Gio: Patho was my highest subject.
Farina: I hate you. Melt under my scary digital stare. (glaring emoticon)


Farina: How are you?
Dennise: Hmm, waxed my pubic hair, finally finished the translations 2 nights ago, bought picture frames, put up the Christmas tree, in the night cafe right now with my mom and Danie.
Farina: Hmm... Bikini wax would have been a less graphic term.


Marrion
:
Guess what? We're being housed at Century Park Hotel!
Farina: Since I'm woefully ignorant of what or where that is, I'm guessing I should be impressed and say, "Wow!
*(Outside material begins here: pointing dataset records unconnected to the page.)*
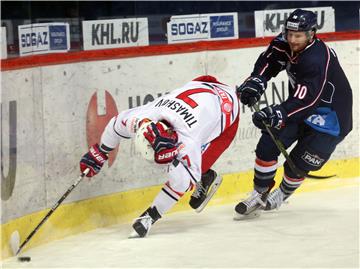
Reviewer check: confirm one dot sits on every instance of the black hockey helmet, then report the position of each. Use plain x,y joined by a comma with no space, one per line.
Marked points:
301,20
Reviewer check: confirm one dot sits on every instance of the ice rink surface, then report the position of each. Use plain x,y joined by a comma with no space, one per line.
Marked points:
314,230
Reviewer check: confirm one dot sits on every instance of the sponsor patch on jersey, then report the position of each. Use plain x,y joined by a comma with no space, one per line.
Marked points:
312,159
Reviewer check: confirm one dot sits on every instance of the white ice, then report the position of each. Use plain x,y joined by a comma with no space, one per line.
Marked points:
314,230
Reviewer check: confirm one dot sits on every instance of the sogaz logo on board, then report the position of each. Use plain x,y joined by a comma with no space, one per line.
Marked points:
197,27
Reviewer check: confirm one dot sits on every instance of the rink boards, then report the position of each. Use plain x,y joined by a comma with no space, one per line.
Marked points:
55,112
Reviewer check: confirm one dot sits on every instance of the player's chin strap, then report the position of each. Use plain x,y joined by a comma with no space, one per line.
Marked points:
282,149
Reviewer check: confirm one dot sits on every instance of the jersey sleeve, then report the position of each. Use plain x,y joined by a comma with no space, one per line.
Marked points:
271,61
310,80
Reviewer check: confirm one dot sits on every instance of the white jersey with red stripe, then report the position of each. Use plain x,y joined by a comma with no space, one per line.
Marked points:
199,112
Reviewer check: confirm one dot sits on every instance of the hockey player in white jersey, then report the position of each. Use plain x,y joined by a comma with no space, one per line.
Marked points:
187,129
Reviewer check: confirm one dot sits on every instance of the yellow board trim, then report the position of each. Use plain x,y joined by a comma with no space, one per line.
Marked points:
86,215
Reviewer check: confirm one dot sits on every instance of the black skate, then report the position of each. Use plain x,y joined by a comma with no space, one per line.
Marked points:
210,182
275,199
252,206
142,224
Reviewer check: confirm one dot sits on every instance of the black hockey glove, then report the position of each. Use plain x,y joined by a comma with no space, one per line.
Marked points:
273,116
251,90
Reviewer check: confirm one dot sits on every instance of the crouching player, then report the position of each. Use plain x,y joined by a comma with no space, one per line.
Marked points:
187,129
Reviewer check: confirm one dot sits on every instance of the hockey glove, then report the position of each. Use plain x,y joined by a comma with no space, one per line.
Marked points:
251,90
273,116
164,142
94,160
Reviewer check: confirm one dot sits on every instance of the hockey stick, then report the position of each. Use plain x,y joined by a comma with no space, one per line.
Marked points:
282,149
55,206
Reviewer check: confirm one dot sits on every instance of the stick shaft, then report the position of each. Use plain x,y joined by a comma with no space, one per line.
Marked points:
51,211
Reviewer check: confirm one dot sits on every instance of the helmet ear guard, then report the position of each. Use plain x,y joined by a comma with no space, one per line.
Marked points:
301,20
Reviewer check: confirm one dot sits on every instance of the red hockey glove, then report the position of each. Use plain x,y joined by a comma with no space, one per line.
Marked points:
163,141
94,160
165,156
159,138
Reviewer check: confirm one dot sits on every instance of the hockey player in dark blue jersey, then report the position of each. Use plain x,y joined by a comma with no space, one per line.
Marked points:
317,114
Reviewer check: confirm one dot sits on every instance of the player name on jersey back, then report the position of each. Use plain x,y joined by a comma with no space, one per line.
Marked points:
179,108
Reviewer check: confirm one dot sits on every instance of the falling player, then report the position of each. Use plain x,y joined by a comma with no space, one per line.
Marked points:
188,129
317,114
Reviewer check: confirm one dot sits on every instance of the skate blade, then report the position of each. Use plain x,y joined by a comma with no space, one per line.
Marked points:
214,188
15,242
133,235
253,215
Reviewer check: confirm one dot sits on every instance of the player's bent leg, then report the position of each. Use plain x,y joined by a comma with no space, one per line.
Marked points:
263,182
289,184
169,195
205,190
310,154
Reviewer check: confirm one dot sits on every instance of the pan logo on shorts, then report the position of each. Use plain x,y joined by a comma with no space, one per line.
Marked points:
312,159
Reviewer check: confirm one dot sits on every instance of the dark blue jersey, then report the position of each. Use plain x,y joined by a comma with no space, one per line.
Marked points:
316,79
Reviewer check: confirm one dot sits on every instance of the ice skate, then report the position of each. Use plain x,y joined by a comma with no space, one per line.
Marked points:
205,190
251,207
274,199
142,224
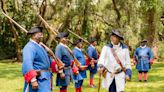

Amazing!"
Marrion: Then again, I may have overestimated you.
Farina: I can't know everything. But that doesn't mean I don't know more than YOU do.


Gio
:
Guess what. I'm in a club with other XU Med people. What the heck should I do here? I don't dance.
Farina: No fair. You didn't go with me but you're going with them. But since you're my friend, I'll tell you my secret to surviving a club. Pick a couple that's making out and voila! HBO live.
Gio: Eww.. I should leave. But the interns paid for me. It would be rude so to speak.
Farina: Ah. Sucks to be you. But seriously, an hour more there would probably be enough. Or you could bust a move for 5 minutes then leave them horrified. At least you can leave.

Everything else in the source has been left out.